The Presentation of the Lord
Malachi 3:1-4  +  Hebrews 2:14-18  +  Luke 2:22-40 [or Lk 2:22-32]
February 2, 2021

“… for my eyes have seen your salvation, which you prepared in the sight of all the peoples ….”

Today’s feast of the Presentation of the Lord in the Temple draws us back into thoughts of Christmastide and Epiphanytide, even though those seasons ended some weeks ago.  Yet today we celebrate another mystery of Jesus’ early life:  the Fourth Joyful Mystery of the Rosary of the Blessed Virgin Mary.  February 2nd falls forty days after Christmas Day, creating an obvious parallel to the Resurrection and Ascension.  Nonetheless, no matter how long Christmas lasts, today’s feast points our attention towards the giving of presents.     Just as the name of today’s feast is the “presentation” of the Lord, the meaning of the feast shows that the Lord is a present to be given to others.  On the one hand, God the Father gave His only Son as a present to the human family.  But on this feast of the Presentation, we see humans giving this present of Jesus to others, both back to God and to other humans.

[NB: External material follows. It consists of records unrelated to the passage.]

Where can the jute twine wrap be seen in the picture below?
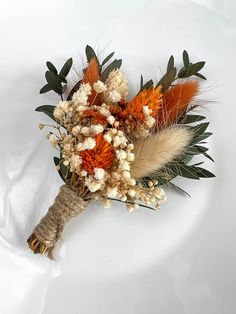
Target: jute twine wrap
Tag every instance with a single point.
(45, 235)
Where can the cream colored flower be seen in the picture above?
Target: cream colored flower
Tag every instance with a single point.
(99, 87)
(117, 81)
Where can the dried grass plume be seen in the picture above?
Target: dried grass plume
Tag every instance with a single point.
(156, 151)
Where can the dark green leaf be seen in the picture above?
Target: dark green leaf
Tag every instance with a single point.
(201, 137)
(90, 54)
(170, 64)
(167, 79)
(187, 171)
(66, 68)
(63, 171)
(46, 88)
(108, 58)
(141, 83)
(62, 79)
(51, 67)
(196, 150)
(185, 59)
(178, 189)
(64, 88)
(200, 76)
(191, 119)
(54, 82)
(148, 85)
(47, 109)
(192, 69)
(116, 64)
(203, 173)
(74, 89)
(208, 156)
(57, 162)
(200, 128)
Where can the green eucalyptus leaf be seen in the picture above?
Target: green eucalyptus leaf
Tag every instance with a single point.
(46, 88)
(200, 128)
(147, 85)
(200, 76)
(170, 64)
(66, 68)
(57, 162)
(64, 87)
(51, 67)
(167, 79)
(54, 81)
(185, 59)
(187, 171)
(90, 54)
(108, 58)
(200, 138)
(192, 69)
(116, 64)
(203, 173)
(47, 109)
(187, 119)
(208, 156)
(62, 79)
(178, 189)
(141, 82)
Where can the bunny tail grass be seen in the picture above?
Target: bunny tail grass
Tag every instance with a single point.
(159, 149)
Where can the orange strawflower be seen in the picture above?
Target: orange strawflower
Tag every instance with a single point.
(175, 100)
(95, 117)
(152, 98)
(101, 156)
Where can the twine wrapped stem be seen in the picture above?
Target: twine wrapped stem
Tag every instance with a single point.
(67, 204)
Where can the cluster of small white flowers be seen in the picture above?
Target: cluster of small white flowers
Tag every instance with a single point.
(116, 181)
(99, 87)
(117, 87)
(81, 96)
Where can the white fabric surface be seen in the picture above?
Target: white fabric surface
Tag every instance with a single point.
(180, 260)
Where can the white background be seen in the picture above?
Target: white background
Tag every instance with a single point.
(180, 260)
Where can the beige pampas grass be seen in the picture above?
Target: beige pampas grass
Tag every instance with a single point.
(156, 151)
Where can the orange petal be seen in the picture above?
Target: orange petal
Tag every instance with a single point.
(91, 75)
(175, 100)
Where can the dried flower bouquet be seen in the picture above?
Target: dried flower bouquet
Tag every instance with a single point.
(113, 148)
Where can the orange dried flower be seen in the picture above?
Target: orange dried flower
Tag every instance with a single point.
(95, 116)
(175, 101)
(92, 75)
(101, 156)
(151, 97)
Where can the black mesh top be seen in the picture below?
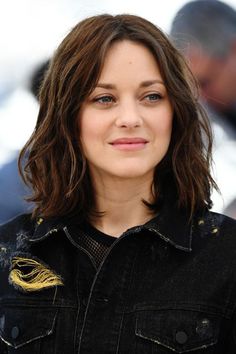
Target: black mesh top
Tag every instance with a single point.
(95, 242)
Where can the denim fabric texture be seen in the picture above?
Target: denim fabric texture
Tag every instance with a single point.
(168, 286)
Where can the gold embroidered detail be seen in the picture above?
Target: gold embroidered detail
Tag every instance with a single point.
(37, 278)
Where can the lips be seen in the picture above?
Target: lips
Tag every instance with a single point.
(129, 144)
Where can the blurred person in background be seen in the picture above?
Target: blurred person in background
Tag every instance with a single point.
(121, 253)
(205, 32)
(12, 189)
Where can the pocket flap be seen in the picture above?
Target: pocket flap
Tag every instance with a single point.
(19, 326)
(178, 330)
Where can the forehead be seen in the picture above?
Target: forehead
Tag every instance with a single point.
(130, 58)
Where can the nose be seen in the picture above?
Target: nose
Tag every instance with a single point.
(128, 116)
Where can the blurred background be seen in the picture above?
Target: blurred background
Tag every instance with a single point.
(30, 30)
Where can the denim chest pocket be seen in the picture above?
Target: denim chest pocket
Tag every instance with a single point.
(22, 329)
(176, 331)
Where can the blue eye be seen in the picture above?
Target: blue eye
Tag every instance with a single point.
(153, 97)
(104, 99)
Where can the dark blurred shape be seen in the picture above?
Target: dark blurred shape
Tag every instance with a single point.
(205, 32)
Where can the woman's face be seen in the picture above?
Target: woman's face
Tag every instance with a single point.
(126, 122)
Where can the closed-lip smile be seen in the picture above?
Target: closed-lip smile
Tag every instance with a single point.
(129, 144)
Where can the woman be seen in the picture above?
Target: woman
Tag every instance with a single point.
(121, 253)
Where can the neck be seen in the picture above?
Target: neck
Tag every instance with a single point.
(121, 202)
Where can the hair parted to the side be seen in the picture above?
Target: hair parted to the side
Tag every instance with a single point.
(56, 167)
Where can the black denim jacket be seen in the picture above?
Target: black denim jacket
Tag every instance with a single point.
(168, 286)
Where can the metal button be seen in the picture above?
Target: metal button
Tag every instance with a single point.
(15, 332)
(181, 337)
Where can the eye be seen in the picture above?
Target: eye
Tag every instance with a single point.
(153, 97)
(106, 99)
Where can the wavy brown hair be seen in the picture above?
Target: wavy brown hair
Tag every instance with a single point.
(56, 167)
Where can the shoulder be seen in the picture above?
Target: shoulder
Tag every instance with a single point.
(22, 223)
(12, 234)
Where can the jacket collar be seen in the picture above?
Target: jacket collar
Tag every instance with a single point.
(171, 224)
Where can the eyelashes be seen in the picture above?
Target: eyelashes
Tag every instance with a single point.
(109, 99)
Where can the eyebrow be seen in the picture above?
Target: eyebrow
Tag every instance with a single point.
(143, 84)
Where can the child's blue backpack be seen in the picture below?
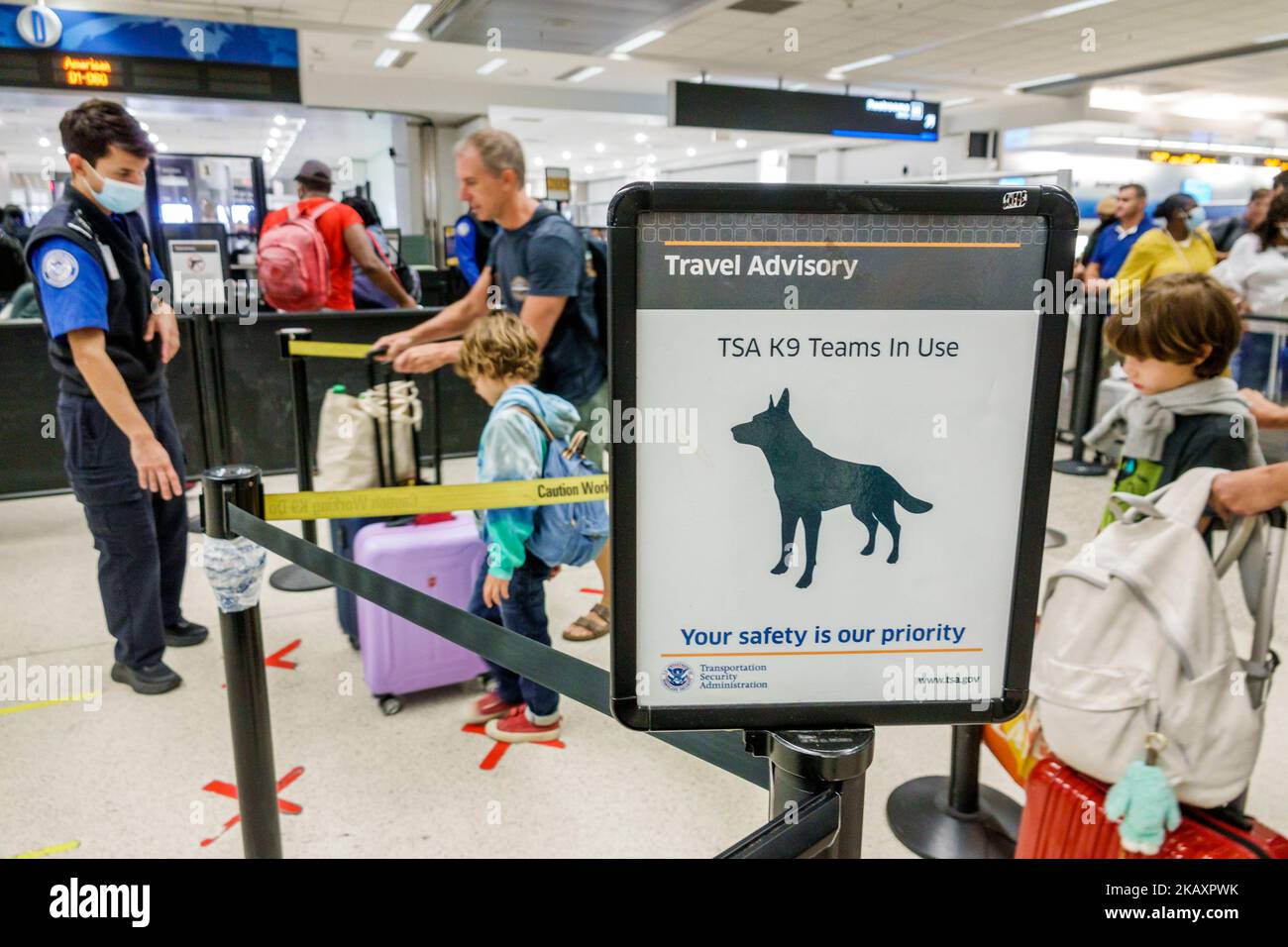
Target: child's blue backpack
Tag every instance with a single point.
(567, 534)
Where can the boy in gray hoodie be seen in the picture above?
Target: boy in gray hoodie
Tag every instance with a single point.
(500, 357)
(1184, 412)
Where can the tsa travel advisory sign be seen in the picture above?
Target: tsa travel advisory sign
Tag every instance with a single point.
(841, 522)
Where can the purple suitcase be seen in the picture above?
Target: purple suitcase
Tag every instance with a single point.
(441, 560)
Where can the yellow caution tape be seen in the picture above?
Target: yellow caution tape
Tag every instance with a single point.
(327, 350)
(50, 851)
(77, 698)
(399, 501)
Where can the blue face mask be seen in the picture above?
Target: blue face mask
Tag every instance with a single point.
(119, 196)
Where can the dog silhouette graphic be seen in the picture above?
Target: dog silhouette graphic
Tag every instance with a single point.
(807, 482)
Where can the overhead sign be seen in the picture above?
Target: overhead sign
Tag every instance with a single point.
(706, 105)
(831, 474)
(89, 50)
(39, 26)
(558, 184)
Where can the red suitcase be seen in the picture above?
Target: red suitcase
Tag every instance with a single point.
(1064, 817)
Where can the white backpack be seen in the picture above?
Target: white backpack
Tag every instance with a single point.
(1134, 639)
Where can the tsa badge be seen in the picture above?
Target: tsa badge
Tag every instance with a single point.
(58, 268)
(677, 677)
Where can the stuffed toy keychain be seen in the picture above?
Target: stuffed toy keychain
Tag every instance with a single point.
(1145, 801)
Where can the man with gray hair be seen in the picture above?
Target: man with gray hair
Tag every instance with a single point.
(536, 268)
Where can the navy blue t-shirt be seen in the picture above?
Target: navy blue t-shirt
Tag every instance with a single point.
(546, 257)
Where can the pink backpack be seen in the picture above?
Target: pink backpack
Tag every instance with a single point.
(294, 263)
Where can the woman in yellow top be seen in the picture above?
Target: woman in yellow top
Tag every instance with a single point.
(1177, 247)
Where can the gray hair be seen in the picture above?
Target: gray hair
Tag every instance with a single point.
(497, 150)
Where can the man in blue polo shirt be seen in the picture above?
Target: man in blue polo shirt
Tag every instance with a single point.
(1117, 241)
(108, 342)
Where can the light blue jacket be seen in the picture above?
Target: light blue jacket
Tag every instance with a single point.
(514, 449)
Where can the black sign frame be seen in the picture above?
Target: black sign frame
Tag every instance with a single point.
(1060, 213)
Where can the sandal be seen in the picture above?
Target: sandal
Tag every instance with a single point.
(589, 626)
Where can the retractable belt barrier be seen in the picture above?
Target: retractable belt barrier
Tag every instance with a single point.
(571, 677)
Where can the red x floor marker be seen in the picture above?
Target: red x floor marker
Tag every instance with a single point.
(498, 748)
(227, 789)
(277, 660)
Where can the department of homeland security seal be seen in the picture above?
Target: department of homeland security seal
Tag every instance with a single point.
(677, 677)
(58, 268)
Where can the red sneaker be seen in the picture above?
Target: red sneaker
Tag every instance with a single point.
(488, 707)
(516, 728)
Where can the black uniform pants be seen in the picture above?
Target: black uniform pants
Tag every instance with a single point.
(142, 540)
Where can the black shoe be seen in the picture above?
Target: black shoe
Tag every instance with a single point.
(184, 633)
(153, 680)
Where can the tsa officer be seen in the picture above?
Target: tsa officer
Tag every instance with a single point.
(108, 342)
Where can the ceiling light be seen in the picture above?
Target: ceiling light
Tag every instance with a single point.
(583, 73)
(413, 17)
(642, 40)
(1043, 80)
(1072, 8)
(1117, 99)
(393, 58)
(862, 63)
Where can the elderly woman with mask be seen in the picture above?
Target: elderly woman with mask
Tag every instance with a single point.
(1176, 247)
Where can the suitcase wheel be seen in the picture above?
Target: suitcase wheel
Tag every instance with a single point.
(389, 705)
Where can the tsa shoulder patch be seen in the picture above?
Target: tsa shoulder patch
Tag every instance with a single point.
(58, 268)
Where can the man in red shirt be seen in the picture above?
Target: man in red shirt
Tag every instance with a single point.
(347, 240)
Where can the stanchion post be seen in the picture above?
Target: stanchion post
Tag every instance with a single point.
(244, 668)
(296, 578)
(803, 763)
(1086, 380)
(953, 815)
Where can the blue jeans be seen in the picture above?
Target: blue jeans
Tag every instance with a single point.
(524, 612)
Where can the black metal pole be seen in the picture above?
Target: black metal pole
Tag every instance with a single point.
(953, 815)
(1086, 380)
(292, 578)
(244, 667)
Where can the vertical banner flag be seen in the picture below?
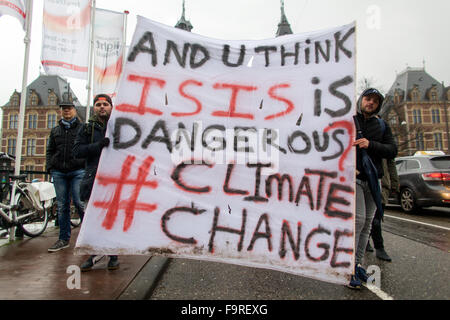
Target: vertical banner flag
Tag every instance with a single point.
(231, 151)
(65, 38)
(15, 8)
(108, 50)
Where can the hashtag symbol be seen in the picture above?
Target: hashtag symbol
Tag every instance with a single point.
(131, 205)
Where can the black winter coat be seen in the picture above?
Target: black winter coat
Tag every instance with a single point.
(380, 145)
(59, 155)
(87, 146)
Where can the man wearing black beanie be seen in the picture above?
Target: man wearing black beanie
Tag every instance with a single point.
(89, 145)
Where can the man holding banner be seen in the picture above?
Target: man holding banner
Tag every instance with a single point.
(89, 145)
(376, 142)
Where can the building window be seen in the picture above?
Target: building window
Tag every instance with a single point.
(34, 100)
(435, 116)
(393, 120)
(417, 116)
(31, 147)
(433, 95)
(12, 146)
(52, 100)
(15, 100)
(29, 167)
(13, 121)
(438, 141)
(415, 95)
(51, 120)
(420, 144)
(32, 121)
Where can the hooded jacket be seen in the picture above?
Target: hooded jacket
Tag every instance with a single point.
(381, 144)
(59, 155)
(88, 146)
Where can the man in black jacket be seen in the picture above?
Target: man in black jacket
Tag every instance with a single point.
(65, 170)
(379, 143)
(89, 145)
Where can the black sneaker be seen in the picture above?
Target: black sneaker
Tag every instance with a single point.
(382, 255)
(355, 283)
(90, 262)
(361, 273)
(60, 244)
(113, 263)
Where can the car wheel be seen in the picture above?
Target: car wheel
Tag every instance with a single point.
(407, 201)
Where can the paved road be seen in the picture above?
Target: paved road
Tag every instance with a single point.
(420, 270)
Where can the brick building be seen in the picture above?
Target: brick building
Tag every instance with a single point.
(417, 110)
(41, 115)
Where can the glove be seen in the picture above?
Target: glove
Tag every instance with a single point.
(104, 142)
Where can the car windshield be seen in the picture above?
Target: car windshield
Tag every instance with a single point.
(441, 162)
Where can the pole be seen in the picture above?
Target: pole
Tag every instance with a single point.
(91, 62)
(124, 50)
(23, 102)
(444, 98)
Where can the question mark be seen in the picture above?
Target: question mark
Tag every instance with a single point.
(349, 127)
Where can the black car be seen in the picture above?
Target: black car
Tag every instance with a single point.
(424, 181)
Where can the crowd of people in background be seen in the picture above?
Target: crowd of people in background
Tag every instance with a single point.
(72, 159)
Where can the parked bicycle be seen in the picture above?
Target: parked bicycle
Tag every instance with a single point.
(25, 205)
(23, 211)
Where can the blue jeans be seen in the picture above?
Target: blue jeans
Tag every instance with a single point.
(67, 186)
(365, 211)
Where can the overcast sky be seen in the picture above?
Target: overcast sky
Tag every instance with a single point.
(391, 34)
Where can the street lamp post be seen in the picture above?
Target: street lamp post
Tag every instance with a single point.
(444, 98)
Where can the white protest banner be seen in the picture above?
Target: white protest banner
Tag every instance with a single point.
(231, 151)
(108, 50)
(65, 38)
(15, 8)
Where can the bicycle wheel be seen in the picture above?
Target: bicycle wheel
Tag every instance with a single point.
(32, 221)
(75, 219)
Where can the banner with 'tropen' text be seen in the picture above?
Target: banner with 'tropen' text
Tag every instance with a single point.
(231, 151)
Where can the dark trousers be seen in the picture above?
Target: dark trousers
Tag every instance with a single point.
(376, 233)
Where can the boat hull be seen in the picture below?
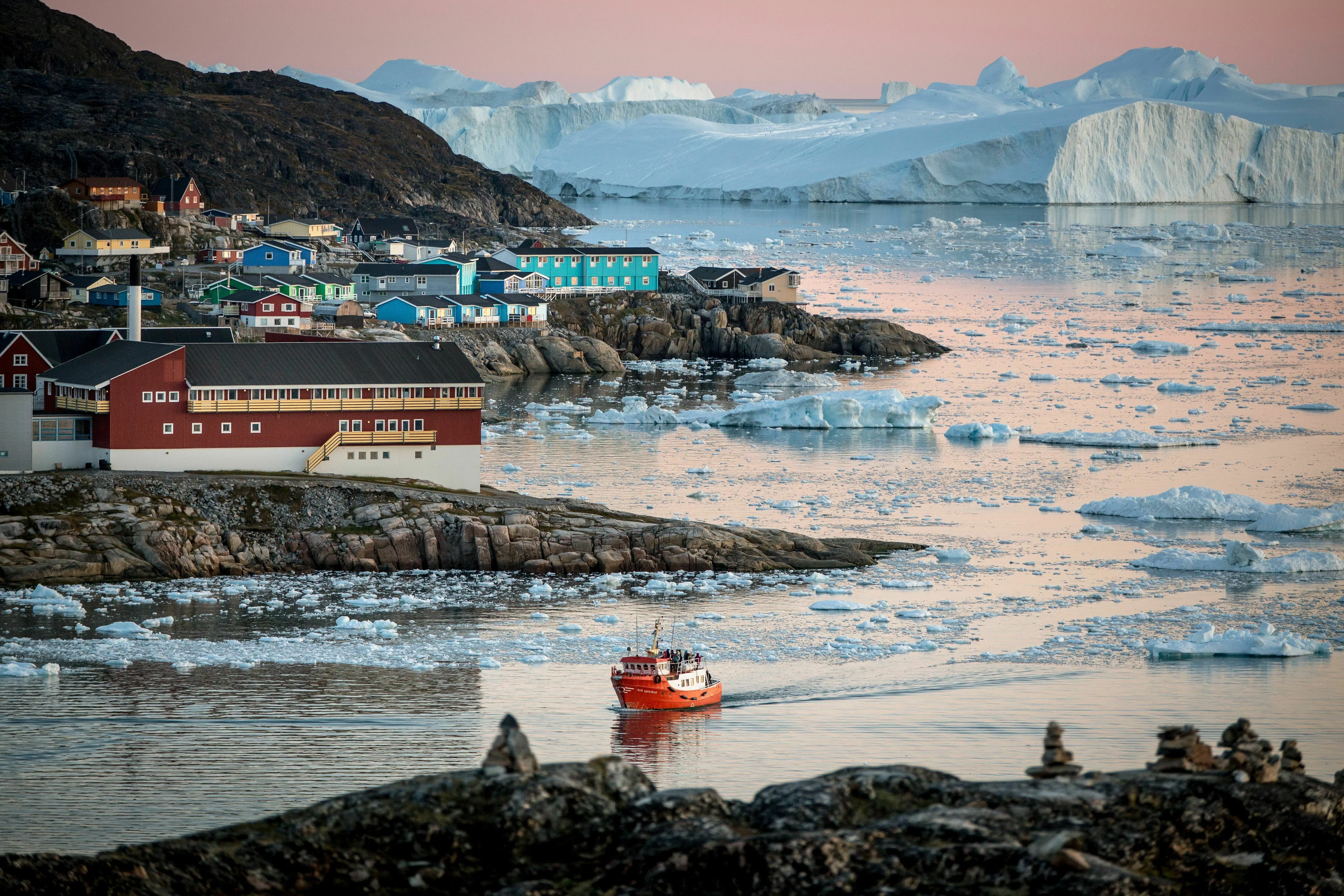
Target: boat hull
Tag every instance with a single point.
(636, 692)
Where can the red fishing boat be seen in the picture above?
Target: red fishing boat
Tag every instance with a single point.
(664, 679)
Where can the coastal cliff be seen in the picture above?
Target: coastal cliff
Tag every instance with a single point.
(518, 828)
(92, 527)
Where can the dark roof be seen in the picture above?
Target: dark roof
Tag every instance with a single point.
(420, 302)
(22, 277)
(107, 362)
(340, 280)
(392, 269)
(257, 365)
(116, 233)
(487, 264)
(116, 289)
(528, 249)
(183, 335)
(171, 187)
(85, 281)
(61, 346)
(388, 226)
(105, 182)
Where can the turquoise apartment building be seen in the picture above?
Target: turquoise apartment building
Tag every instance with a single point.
(587, 268)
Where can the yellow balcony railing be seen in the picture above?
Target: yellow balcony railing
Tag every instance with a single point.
(87, 405)
(401, 437)
(334, 405)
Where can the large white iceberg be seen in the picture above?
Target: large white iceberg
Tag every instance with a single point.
(631, 88)
(878, 409)
(1151, 127)
(1198, 503)
(1206, 641)
(1117, 440)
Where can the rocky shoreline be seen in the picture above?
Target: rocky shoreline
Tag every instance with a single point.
(83, 527)
(518, 828)
(599, 335)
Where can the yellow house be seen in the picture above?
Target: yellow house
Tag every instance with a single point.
(93, 240)
(304, 229)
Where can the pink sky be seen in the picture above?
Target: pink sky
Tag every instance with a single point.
(831, 49)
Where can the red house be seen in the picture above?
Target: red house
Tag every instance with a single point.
(177, 195)
(275, 311)
(351, 409)
(25, 355)
(220, 256)
(14, 257)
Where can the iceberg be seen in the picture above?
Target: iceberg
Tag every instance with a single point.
(1117, 440)
(980, 432)
(1200, 503)
(627, 89)
(1206, 641)
(1241, 558)
(1150, 127)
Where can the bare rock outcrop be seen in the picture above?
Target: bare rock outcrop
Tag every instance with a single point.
(107, 526)
(518, 827)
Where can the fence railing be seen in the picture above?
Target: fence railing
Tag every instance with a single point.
(333, 405)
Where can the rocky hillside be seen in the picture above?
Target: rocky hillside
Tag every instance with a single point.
(518, 828)
(671, 324)
(92, 527)
(251, 139)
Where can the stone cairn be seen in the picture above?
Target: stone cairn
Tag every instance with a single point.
(1056, 762)
(510, 754)
(1180, 750)
(1249, 757)
(1292, 758)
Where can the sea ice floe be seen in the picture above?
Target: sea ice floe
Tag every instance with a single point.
(838, 605)
(1198, 503)
(1173, 386)
(1241, 643)
(979, 432)
(1241, 558)
(1126, 438)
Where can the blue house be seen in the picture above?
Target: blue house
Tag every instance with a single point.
(419, 311)
(277, 257)
(115, 296)
(587, 269)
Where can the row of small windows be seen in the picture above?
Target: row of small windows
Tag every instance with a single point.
(575, 260)
(382, 426)
(346, 426)
(330, 394)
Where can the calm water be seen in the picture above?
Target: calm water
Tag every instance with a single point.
(281, 708)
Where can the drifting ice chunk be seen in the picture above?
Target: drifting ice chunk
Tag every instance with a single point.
(1160, 347)
(1296, 562)
(1198, 503)
(979, 432)
(1173, 386)
(1117, 440)
(838, 605)
(1238, 643)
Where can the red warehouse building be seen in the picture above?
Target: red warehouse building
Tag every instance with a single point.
(351, 409)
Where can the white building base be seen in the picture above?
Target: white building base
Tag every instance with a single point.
(455, 467)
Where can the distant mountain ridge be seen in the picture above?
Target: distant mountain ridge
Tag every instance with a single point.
(249, 139)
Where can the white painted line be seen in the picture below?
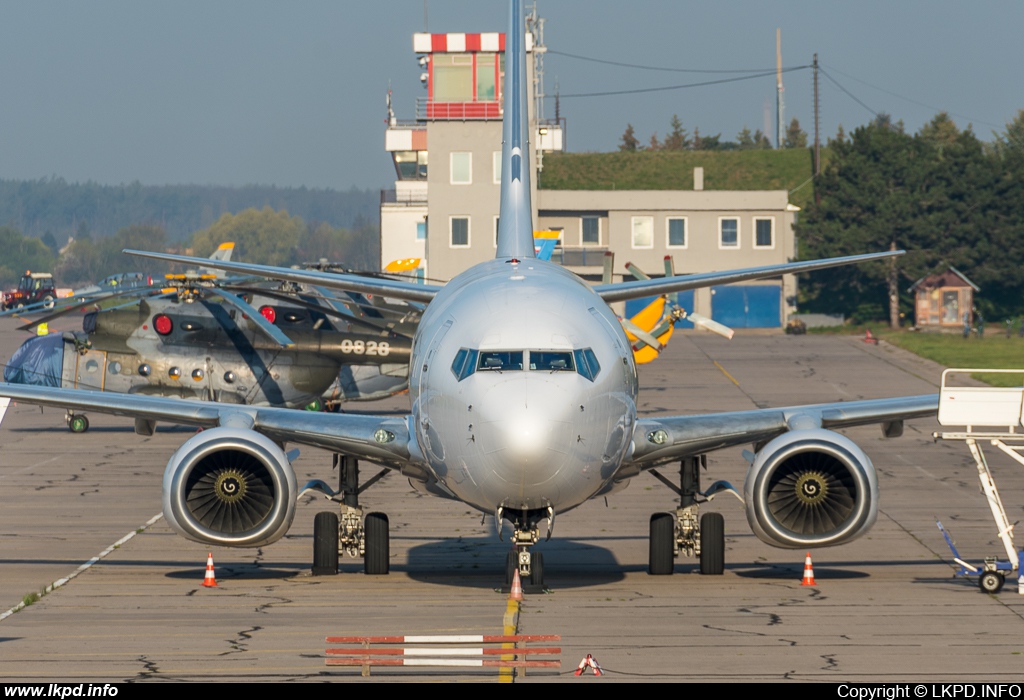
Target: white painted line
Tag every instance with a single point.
(60, 581)
(32, 467)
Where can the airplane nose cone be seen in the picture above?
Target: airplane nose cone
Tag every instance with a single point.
(526, 432)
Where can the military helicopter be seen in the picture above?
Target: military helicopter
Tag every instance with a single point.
(200, 339)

For Joseph and Mary this presentation was what we in our day might call a supreme act of stewardship:  they recognized that not only were their time, talent, and treasure from God, but their first-born son as well.  The gift of human life, like a marriage between a man and a woman, only exists through the grace of God.  As an act of stewardship, then, Mary and Joseph present their new-born son back to God, recognizing that God is the ultimate Father of Jesus.

Joseph and Mary’s presentation of Jesus to God the Father was a sacrifice not offered only once.  Joseph and Mary continually offered this sacrifice as Jesus continued to grow.  When Jesus was twelve and Joseph and Mary lost and then found Jesus in the Temple teaching the scribes, Jesus expressed little concern about their worry.  He asked them, “Did you not know that I had to be in my Father’s house?”  This was not callousness on the part of Jesus, but a call for Mary and Joseph to recognize that as parents, they were not the ultimate meaning of their child’s life.

But even that event of the Finding of Jesus in the Temple, as much as it may have initially shaken Mary and Joseph, was almost nothing in comparison to the event that would take place on the Cross on Calvary some twenty years later.  It is there, on Calvary, that the greatest presentation took place.